# Overview
In Milestone One, you will use machine learning models to complete data analysis and evaluation of multiple datasets.
Each week’s content will cover a new topic or revisit topics from previous Mods. Using the project that you selected in
Module B, you will apply each week’s topic(s) and perform multiple analyses on your project’s datasets. Your work should
be reflected in your weekly Jupyter Notebook homework. Your project will be solved individually, and your solutions will be
submitted as an individual summary document in Week 7.

In this course, there are no specific questions to answer in your Jupyter Notebook files; your general goal is to analyze
your data using the methods you have learned in this course and in this program, and to draw interesting conclusions
based on the project you have chosen. In some cases, you may already have a clear question you want to answer based
solely on what you see in your data set. In other cases, you may need to explore multiple methods and analyses before
determining which questions should or need to be answered.

This is an iterative process; one that is designed to be self-governed and open-ended. As you complete each milestone,
you are developing the narrative behind the data set and, by the time you are ready to complete your Integrated Capstone
Project, determining the key questions that a client related to your project would be interested in having answered.

## Requirements
1. A statement or description of the chosen project

2. An explanation of information learned from using the following modeling techniques. Furthermore, you must select
one to two of these weeks (a–f) to discuss in a thorough and interesting way:
- Polynomial and interaction terms (Week 1) X
- Lasso, ridge, elastic net regression (Week 2)
- Forward and backward selection, principal component regression (PCR), partial least squares regression
(PLSR) (Week 3)
- Logistic regression and feature scaling (Week 4)
- Support vector machines, the kernel trick, and regularization for support vector machines (Week 5) X
- Decision Trees and Random Forests X 

3. For each topic above (2a–2f), an explanation of the following (as applicable to your dataset):
- How did you avoid overfitting?
    - You should mention the techniques used to prevent overfitting, why these techniques were expected to be helpful, and the results.
- What metric(s) did you use, and what was the result?
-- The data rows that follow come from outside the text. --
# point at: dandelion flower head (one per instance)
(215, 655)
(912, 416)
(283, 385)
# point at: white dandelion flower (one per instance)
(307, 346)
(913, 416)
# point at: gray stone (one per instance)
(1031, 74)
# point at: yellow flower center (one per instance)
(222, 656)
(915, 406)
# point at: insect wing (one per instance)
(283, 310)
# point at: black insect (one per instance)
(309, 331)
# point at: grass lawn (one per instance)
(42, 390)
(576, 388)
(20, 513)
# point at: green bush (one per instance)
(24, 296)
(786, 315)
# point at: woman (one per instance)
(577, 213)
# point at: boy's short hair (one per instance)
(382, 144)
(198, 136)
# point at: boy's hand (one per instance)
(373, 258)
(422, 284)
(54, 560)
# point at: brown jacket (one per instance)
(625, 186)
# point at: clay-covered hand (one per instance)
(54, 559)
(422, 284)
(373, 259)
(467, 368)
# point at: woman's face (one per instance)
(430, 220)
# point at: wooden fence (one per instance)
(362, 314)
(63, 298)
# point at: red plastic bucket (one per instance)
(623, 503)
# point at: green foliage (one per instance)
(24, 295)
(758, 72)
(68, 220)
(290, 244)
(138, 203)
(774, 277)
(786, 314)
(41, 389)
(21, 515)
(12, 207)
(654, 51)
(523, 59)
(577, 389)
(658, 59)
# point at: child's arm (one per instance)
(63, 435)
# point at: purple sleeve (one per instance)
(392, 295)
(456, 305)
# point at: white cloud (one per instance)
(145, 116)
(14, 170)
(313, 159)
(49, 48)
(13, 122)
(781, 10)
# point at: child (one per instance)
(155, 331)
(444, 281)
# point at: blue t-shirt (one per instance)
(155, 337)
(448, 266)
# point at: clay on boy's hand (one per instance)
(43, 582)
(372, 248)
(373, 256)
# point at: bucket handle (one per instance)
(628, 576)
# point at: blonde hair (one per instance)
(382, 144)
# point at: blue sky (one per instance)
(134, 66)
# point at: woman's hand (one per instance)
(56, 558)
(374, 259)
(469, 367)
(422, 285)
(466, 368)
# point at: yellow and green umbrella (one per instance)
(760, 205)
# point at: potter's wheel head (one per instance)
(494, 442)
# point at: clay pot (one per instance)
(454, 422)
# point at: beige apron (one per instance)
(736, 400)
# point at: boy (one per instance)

Did you use any hyperparameter tuning?
    - You should describe the metrics and hyperparameter tuning performed to determine hyperparameters and include a discussion of the meaning of these parameters.
- What aspects of the results were expected or unexpected?
- How did your Exploratory Data Analysis help with the modeling?
- What sources did you rely on, apart from the course materials, to learn about this model.
    - In this context, it is expected that you will find external sources, such as free educational URLs, and share and discuss them with other students through YellowDig.

4. Specific and supported conclusions drawn from the models.
- How has your work up to this point helped address any research questions or other questions of interest?
- Provide an explanation as to how you know the conclusions are true, potentially addressing any or all of the topics mentioned in Requirement 3 (i.e., overfitting, metrics, etc.)
    - This explanation should show that:
        - The conclusions are true from a quantitative perspective, and
        - Explain why the conclusions are relevant and/or important.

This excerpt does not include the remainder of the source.